The OAuth portal itself presents a small attack surface, but it is built on Tomcat and the Java Runtime, and vulnerabilities in either could become vulnerabilities in the OAuth portal. It is highly recommended that both be kept up to date on any system running this software. Other webapps running in the same Tomcat instance, or in other Tomcat instances running as the same user and connected via networked storage, would present an additional attack surface that cannot be properly accounted for. It is highly recommended that these situations be avoided.
This section describes some thoughts on why only two vulnerabilities were found.
The code base is under 19,000 lines of Java code, written almost entirely by a single author.
The OAuth portal webapp performs only two tasks: it accepts registration for science gateways (which must then be reviewed by a human using a verbose, simple, single-purpose command line interface), and it handles OAuth requests. In both cases it aborts if it encounters any input irregularity. It makes no decisions about authorization aside from recognizing client science gateways based on their possession of the correct OAuth consumer key.
The individual servlets that make up the webapp communicate with other OAuth parties (the client science gateways and the user) via the standard OAuth interface. Only one of these servlets ever contacts the MyProxy service, and it does so directly rather than relying on any MyProxy client programs. Servlets share information via a well-defined data store model that may be backed by the file system, an SQL database, or shared memory, but they do not freely access any of those resources.
OAuth for MyProxy requires no special permissions to run beyond those required to read and write its own state directories and write to its log directories. Typically it will be run as a special user assigned to Tomcat, and Tomcat installations do not default to running as root.
Being implemented as a handful of servlets inside a Tomcat webapp frees the OAuth for MyProxy implementation from the lower level concerns involved in the handling of requests as they arrive. It instead relies on the Tomcat implementation to run a separate instance of the servlet for each incoming connection, and Tomcat in turn relies on the correctness of Java.
Being written in Java also essentially rules out large classes of vulnerabilities (for instance, buffer overflows) as compared to C, as Java provides much stronger memory safety. But, as the recommendation section notes, such dependence does make site operators responsible for ensuring that Tomcat and the Java runtime are kept up to date.

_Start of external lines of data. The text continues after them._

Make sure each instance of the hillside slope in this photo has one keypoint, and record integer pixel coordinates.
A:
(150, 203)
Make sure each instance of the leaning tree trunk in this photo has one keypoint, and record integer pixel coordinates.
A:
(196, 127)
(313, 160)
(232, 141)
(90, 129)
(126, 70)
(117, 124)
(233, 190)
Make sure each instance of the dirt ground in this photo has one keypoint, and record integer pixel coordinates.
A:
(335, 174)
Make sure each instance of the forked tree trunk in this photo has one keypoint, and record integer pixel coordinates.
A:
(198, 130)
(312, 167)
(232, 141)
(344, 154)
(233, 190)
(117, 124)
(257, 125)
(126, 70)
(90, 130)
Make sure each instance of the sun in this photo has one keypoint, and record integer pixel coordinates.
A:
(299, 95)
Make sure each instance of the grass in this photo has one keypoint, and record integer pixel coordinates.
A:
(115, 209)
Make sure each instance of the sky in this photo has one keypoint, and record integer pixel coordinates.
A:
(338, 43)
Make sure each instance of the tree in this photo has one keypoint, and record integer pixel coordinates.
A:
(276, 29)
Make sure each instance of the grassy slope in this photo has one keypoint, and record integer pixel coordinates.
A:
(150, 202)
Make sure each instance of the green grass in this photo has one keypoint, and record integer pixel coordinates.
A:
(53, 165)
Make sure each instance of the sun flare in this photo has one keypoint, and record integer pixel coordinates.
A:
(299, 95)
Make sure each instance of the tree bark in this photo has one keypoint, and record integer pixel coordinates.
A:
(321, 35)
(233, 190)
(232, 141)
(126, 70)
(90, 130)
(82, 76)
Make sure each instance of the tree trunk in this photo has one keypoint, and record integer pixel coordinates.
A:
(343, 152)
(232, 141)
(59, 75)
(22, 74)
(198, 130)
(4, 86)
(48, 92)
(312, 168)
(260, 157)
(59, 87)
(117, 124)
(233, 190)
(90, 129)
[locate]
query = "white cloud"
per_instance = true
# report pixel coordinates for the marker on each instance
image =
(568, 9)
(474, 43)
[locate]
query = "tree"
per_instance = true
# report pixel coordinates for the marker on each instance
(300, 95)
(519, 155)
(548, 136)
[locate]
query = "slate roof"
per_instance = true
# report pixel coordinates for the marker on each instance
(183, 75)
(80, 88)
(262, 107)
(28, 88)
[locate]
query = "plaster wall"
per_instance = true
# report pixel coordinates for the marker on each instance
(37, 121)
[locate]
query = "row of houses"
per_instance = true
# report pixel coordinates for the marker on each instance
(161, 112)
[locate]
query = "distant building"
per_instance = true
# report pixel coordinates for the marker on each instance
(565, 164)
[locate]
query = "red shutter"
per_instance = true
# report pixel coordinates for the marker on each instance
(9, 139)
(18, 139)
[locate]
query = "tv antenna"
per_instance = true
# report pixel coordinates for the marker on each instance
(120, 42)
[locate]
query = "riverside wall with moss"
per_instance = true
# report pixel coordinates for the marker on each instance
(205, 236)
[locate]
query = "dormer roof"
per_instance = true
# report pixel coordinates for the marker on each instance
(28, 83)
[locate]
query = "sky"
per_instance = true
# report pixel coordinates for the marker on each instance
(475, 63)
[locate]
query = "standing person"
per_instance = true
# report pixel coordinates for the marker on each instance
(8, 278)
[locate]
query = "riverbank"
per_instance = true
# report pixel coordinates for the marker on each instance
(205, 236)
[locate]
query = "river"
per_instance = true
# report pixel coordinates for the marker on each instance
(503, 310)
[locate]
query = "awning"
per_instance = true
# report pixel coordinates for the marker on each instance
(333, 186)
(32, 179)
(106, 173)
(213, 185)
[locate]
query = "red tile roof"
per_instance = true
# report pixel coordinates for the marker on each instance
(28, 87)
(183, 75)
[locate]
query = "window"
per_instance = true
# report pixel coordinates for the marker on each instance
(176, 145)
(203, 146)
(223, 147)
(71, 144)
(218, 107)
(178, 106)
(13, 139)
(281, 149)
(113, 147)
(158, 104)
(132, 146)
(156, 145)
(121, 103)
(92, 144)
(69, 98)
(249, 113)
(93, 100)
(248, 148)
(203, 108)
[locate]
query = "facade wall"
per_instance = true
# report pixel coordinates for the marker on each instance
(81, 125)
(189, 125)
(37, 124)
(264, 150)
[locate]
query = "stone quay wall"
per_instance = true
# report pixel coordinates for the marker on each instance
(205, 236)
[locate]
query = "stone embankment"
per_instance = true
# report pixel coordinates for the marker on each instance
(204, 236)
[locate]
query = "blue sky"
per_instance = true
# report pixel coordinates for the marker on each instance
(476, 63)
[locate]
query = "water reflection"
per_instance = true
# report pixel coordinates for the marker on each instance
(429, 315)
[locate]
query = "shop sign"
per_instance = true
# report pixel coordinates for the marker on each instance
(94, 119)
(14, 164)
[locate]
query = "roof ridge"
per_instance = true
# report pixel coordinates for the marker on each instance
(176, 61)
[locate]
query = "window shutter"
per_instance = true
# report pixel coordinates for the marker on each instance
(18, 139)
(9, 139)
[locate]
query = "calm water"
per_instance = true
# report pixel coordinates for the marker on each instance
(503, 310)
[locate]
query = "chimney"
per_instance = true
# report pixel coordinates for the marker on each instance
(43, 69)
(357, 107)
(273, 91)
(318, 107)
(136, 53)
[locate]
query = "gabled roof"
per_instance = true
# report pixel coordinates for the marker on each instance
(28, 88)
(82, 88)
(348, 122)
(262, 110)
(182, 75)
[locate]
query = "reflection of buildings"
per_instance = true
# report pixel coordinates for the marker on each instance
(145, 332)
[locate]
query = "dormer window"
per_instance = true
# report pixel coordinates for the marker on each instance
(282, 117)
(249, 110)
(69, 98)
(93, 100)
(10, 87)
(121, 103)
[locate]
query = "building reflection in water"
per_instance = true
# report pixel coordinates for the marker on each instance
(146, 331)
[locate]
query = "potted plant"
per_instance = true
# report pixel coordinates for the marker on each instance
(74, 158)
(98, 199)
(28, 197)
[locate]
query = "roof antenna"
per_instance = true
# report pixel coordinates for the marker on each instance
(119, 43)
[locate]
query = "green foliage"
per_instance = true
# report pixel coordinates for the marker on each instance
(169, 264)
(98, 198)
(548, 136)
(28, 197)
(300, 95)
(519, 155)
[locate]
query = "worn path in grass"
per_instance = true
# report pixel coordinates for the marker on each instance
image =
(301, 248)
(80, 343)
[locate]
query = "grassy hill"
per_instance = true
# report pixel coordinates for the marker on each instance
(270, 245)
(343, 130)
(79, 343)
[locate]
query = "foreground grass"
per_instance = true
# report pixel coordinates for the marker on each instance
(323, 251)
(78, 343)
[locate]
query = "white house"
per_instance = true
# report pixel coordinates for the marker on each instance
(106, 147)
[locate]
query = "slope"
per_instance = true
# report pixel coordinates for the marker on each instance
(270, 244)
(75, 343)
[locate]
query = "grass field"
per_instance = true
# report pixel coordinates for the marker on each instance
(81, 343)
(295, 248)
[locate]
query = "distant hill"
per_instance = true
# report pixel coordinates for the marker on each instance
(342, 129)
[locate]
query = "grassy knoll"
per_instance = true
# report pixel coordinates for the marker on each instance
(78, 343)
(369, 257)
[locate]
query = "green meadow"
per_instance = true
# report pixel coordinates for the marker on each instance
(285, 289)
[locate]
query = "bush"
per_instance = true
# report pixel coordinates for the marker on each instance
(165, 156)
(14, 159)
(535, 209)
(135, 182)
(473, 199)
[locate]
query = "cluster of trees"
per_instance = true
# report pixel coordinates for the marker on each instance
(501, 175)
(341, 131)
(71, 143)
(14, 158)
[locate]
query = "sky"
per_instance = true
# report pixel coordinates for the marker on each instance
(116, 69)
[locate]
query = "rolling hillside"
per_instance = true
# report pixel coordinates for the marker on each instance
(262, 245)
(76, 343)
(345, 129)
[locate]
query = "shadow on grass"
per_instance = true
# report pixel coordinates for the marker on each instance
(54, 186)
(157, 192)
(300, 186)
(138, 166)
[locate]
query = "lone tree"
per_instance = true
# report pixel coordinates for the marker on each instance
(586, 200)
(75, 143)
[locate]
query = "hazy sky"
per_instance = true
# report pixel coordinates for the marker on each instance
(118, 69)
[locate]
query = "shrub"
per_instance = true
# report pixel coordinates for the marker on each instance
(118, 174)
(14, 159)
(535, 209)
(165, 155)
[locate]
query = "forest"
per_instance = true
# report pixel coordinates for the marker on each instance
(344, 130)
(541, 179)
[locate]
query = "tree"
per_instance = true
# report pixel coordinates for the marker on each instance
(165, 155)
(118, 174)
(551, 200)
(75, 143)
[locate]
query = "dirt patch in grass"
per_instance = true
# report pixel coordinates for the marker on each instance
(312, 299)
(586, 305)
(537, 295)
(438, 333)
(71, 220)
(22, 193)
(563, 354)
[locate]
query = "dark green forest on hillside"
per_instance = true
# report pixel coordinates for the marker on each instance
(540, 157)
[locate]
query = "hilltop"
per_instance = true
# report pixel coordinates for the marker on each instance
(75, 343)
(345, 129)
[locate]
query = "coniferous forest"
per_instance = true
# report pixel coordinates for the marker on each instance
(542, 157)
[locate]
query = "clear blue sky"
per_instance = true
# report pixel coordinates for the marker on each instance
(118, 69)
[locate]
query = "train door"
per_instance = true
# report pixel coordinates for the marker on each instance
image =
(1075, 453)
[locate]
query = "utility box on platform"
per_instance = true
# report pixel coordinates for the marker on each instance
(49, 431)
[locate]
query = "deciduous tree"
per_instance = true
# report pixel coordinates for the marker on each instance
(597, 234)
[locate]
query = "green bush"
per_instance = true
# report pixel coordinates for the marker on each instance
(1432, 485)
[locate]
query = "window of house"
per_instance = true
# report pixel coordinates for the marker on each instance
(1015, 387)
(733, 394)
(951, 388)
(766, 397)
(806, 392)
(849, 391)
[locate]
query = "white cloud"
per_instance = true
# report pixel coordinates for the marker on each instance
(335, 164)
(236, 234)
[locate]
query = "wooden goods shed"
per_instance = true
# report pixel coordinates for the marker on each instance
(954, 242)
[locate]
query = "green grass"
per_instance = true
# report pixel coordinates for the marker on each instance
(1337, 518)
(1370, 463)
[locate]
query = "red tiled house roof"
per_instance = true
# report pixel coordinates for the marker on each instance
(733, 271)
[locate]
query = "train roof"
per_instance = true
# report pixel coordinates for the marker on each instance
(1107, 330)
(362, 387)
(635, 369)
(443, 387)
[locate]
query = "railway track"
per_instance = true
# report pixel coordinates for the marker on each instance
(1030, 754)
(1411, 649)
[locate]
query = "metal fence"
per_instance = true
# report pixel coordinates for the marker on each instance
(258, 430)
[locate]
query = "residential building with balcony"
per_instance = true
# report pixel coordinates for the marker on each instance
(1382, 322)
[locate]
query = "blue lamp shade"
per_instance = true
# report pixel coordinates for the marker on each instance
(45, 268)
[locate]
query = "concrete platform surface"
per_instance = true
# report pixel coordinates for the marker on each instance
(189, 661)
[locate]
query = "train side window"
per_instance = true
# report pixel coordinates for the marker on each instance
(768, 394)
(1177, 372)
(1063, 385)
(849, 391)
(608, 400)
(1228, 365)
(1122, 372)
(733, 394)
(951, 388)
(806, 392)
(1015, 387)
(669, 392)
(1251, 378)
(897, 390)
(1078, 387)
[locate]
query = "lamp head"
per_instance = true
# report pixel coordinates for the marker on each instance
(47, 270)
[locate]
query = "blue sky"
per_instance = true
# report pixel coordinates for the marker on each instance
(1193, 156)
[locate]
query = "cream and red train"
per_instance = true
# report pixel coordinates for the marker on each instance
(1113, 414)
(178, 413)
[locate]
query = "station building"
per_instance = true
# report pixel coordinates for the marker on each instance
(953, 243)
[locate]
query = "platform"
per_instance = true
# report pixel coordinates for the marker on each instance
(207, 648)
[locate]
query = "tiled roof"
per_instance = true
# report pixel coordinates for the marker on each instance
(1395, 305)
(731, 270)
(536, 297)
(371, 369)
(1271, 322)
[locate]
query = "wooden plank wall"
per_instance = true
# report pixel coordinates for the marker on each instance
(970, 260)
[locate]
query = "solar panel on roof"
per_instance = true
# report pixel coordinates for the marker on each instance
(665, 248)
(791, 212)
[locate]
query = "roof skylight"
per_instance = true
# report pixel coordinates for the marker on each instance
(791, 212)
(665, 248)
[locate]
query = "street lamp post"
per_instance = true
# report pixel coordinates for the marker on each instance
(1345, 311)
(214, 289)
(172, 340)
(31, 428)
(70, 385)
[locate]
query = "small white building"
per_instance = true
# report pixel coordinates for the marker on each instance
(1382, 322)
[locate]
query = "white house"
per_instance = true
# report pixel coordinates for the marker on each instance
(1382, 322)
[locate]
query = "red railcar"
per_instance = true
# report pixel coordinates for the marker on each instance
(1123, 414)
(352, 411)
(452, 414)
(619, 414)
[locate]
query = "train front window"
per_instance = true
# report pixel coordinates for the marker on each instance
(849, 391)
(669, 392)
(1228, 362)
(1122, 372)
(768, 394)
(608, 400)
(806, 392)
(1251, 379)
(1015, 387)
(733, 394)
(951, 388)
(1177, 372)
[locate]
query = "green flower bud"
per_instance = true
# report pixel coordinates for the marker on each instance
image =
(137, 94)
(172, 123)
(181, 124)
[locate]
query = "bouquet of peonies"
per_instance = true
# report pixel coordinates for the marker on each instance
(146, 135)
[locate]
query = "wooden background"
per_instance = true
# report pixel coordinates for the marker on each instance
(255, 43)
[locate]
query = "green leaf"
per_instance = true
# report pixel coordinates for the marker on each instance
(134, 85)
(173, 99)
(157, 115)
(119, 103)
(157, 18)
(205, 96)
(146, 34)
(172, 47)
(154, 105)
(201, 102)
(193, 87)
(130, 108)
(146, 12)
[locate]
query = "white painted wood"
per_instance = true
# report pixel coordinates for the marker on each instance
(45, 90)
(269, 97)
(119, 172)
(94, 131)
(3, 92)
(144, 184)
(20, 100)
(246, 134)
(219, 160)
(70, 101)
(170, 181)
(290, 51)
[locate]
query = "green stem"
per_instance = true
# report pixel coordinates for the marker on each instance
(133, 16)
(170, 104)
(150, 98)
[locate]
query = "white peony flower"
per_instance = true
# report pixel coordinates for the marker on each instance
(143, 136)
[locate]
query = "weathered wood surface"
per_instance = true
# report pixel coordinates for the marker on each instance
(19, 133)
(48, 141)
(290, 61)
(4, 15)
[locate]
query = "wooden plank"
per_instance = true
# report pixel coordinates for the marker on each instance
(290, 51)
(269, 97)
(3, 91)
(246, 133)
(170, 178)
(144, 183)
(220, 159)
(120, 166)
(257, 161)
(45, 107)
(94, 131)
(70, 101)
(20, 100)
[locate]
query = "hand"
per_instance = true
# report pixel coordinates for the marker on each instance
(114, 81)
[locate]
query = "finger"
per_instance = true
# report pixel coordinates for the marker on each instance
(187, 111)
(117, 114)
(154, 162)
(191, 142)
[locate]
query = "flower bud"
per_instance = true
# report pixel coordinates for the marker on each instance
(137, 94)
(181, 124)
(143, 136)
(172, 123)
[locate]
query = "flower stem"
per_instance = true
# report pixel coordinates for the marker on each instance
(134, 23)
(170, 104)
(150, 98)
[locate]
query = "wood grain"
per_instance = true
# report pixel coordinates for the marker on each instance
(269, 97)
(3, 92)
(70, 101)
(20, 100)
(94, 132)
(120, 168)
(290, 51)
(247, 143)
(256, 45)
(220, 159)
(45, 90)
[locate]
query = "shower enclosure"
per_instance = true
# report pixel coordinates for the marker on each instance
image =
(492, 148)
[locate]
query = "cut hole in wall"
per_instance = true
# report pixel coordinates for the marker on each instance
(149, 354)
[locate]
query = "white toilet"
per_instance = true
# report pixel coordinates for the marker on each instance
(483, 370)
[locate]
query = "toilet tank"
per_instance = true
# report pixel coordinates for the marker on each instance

All communication to and from the MyProxy server is encrypted using the TLS protocol and the client always authenticates the server. The remainder of the communication is all web traffic, which the webapp requires be sent over HTTPS. This prevents exposure of sensitive data.
The data stores used by the webapp never contain sensitive information, and MyProxy certificates in particular are not cached; each access token may only be exchanged for a MyProxy certificate at most once. The OAuth protocol prevents the reuse of intermediate tokens, limiting their value if the contents of the transaction data store were to be disclosed.